Whilst OEMs and researchers are thinking of this it is designers who are really lagging. Let’s take a great example: Steve Wood’s variable density insoles. In these, we can take unique pressure pad and scan data to vary the infill in an FDM (material extrusion, FFF if you’re a tool) print. This infill itself is a pattern such as a hexagon. This means that in these insoles we’re creating a unique material just for one of your feet and your walking mechanics/issues. This is an exciting and totally doable thing that will in and of itself change footwear forever. But, what if we went a step further still and were able to consider FDM infill, not as a (often randomly chosen) pattern but a true 3D pattern that we can change at every point? What if we vary this pattern and the infill all throughout the build? What if we control the voxel that hardens out of our nozzle as well? Much more directly by cooling or heating it directly? What if in FDM we can at the single point control exactly what we are building?

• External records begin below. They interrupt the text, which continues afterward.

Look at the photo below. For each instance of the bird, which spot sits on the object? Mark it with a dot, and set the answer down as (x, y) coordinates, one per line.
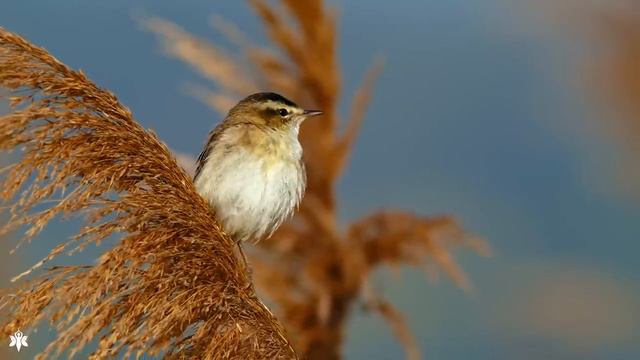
(251, 170)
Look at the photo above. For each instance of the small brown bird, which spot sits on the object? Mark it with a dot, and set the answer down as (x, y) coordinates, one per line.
(251, 170)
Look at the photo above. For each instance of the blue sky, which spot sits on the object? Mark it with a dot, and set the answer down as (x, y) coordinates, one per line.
(479, 114)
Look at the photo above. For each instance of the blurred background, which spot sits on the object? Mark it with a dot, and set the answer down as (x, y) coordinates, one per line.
(519, 118)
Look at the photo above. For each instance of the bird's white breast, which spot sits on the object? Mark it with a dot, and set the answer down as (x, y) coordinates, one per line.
(252, 192)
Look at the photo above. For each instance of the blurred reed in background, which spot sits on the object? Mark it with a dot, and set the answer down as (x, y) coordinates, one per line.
(312, 270)
(173, 284)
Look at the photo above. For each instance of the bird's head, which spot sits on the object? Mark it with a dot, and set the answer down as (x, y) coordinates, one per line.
(271, 110)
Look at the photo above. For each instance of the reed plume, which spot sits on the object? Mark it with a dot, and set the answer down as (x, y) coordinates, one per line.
(172, 285)
(311, 270)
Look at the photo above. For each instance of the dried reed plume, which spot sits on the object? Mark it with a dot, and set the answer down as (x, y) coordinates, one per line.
(311, 270)
(172, 285)
(619, 76)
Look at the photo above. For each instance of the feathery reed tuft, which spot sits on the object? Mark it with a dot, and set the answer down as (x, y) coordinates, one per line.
(172, 285)
(311, 270)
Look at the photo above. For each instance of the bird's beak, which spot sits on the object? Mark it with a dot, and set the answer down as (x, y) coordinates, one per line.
(311, 113)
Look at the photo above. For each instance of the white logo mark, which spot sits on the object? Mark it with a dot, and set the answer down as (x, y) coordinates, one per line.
(18, 340)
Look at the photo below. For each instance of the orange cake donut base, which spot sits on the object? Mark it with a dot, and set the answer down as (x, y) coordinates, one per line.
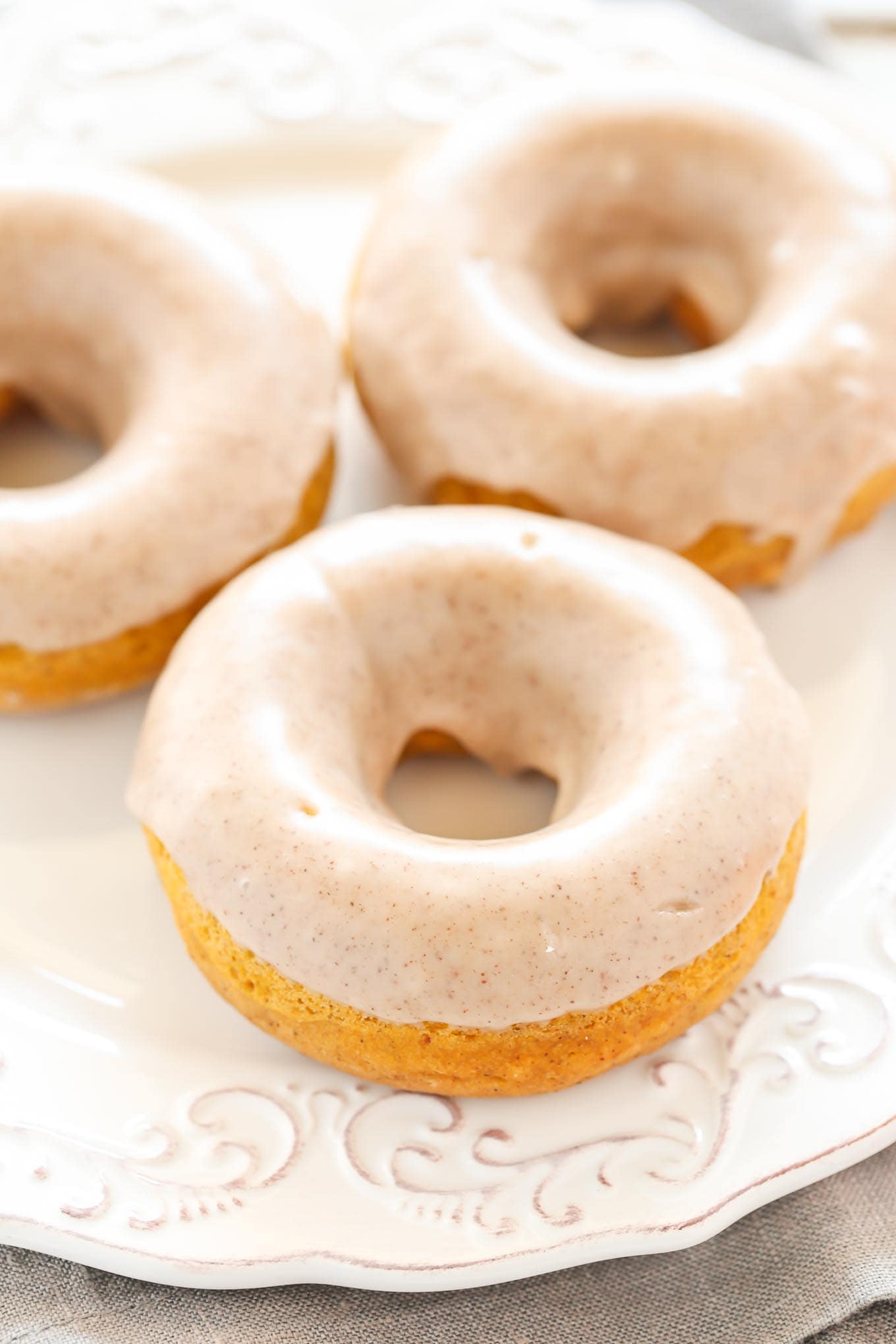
(468, 1062)
(45, 681)
(726, 551)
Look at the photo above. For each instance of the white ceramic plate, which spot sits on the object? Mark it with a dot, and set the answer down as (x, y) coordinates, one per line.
(144, 1127)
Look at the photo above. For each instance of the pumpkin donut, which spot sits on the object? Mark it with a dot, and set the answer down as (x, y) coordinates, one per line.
(129, 315)
(760, 217)
(474, 968)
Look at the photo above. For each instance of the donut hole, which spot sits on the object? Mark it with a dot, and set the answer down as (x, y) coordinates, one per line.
(37, 449)
(676, 327)
(441, 789)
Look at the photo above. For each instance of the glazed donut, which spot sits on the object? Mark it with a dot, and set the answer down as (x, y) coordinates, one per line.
(501, 966)
(129, 315)
(768, 225)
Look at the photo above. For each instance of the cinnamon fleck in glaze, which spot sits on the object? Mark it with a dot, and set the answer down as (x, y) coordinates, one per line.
(621, 671)
(128, 314)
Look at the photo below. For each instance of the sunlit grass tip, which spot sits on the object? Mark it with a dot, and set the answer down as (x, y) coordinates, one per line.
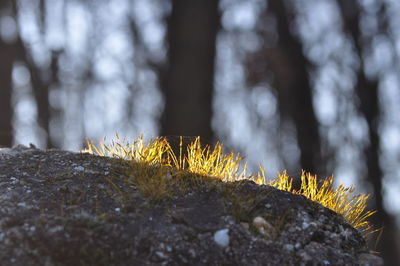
(211, 161)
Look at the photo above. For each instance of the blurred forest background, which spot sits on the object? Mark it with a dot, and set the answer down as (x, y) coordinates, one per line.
(295, 84)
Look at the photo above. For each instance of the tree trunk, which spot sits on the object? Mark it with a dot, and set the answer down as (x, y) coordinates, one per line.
(367, 92)
(7, 56)
(290, 66)
(189, 78)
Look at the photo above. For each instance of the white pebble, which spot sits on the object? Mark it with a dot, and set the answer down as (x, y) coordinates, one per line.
(221, 237)
(79, 168)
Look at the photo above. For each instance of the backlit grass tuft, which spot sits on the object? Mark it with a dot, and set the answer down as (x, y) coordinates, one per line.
(205, 160)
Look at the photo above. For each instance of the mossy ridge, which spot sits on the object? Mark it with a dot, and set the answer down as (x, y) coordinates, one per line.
(160, 169)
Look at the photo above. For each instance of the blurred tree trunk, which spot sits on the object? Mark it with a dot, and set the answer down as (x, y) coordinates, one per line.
(367, 91)
(189, 77)
(7, 55)
(291, 79)
(41, 79)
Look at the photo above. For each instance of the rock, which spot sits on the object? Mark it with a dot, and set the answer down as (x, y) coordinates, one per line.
(263, 227)
(367, 259)
(63, 208)
(221, 237)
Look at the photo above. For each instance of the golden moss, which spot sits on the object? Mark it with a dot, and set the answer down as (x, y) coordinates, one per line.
(159, 163)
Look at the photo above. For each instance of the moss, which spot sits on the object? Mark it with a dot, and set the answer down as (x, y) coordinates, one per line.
(158, 171)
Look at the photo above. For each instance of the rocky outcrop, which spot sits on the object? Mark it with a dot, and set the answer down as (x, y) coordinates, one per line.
(63, 208)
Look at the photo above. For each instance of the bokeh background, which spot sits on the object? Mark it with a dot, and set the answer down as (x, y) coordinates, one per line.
(295, 84)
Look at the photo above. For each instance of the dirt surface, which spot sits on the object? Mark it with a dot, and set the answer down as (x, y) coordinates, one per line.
(63, 208)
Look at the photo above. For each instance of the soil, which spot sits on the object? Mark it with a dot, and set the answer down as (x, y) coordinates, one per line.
(64, 208)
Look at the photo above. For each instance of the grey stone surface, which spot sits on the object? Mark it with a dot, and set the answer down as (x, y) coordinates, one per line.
(63, 208)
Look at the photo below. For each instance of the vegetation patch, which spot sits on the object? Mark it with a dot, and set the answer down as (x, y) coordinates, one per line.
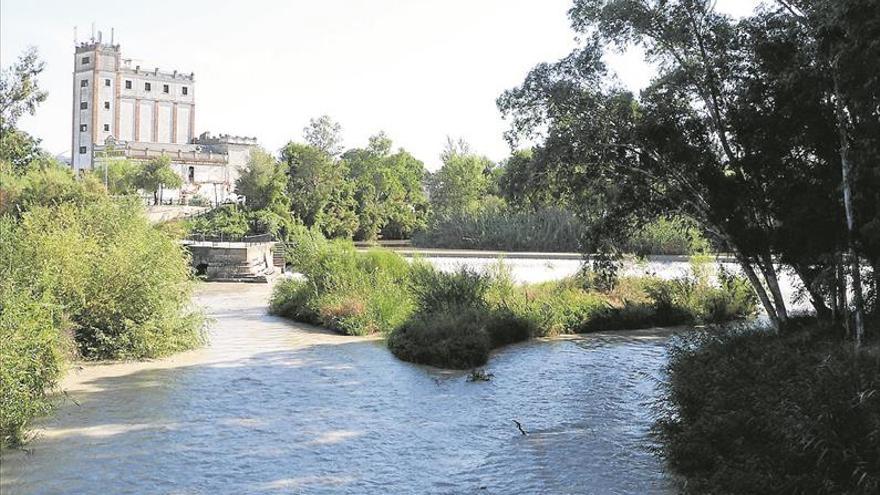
(455, 319)
(758, 412)
(83, 275)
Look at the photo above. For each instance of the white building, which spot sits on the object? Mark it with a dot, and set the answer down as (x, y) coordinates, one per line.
(125, 111)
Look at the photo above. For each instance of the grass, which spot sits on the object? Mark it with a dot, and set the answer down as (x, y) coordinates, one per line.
(84, 276)
(551, 230)
(757, 412)
(455, 319)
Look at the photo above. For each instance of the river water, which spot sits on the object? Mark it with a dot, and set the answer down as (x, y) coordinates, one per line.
(272, 406)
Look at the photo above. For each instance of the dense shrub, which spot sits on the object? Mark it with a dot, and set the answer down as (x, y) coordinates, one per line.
(550, 230)
(350, 292)
(234, 221)
(124, 285)
(421, 307)
(31, 359)
(754, 412)
(435, 290)
(81, 274)
(453, 337)
(504, 229)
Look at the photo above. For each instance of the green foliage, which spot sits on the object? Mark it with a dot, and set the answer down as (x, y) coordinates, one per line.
(350, 292)
(226, 220)
(19, 148)
(124, 285)
(84, 274)
(461, 183)
(32, 354)
(324, 134)
(666, 236)
(263, 183)
(122, 176)
(547, 230)
(157, 174)
(321, 194)
(19, 95)
(755, 412)
(45, 184)
(454, 337)
(388, 188)
(454, 319)
(435, 290)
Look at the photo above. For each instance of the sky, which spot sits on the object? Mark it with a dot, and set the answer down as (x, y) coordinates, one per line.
(420, 70)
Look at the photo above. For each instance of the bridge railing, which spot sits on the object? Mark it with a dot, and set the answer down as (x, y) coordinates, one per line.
(221, 238)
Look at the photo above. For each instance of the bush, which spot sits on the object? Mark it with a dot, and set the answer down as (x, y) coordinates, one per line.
(551, 230)
(125, 286)
(453, 337)
(350, 292)
(291, 298)
(77, 264)
(754, 412)
(32, 357)
(505, 327)
(504, 229)
(378, 291)
(434, 290)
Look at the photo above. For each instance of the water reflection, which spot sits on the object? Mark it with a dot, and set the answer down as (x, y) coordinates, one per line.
(274, 407)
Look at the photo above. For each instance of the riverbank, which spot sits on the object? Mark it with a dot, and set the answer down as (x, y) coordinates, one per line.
(272, 406)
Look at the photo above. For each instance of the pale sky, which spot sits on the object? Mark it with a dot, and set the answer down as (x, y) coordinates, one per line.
(418, 69)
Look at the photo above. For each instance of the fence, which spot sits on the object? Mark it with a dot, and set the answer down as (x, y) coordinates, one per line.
(247, 239)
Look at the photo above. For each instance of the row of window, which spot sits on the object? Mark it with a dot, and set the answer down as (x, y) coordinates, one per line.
(84, 105)
(85, 127)
(184, 90)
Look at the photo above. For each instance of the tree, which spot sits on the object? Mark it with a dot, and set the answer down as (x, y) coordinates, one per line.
(388, 189)
(709, 139)
(839, 37)
(155, 175)
(461, 183)
(263, 183)
(324, 134)
(20, 94)
(121, 174)
(320, 192)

What if in addition to the temperature we can also precisely control for the shape of the voxel being deposited as it is deposited and then also vary the pattern in which it is deposited. Cray cray idea right? But, that would let us do the same. This would let us create a single material at every single point in a print. Every point would be ideally suited to its purpose. Everything would be a unique material best made for what it should be. This explains my obsession with the idea of “crystallization on the fly” in polymers. What if we could go from building an object one layer at a time to building an object one voxel at a time? This would let us completely change how things are made. To me voxelfab is still the complete dream outcome of what we should be able to do and a decade in the darkness I can see outlines of it emerging. At Every Unique Voxel a Unique Design and Material Best Suited for That Point and Application. Will you take up the torch?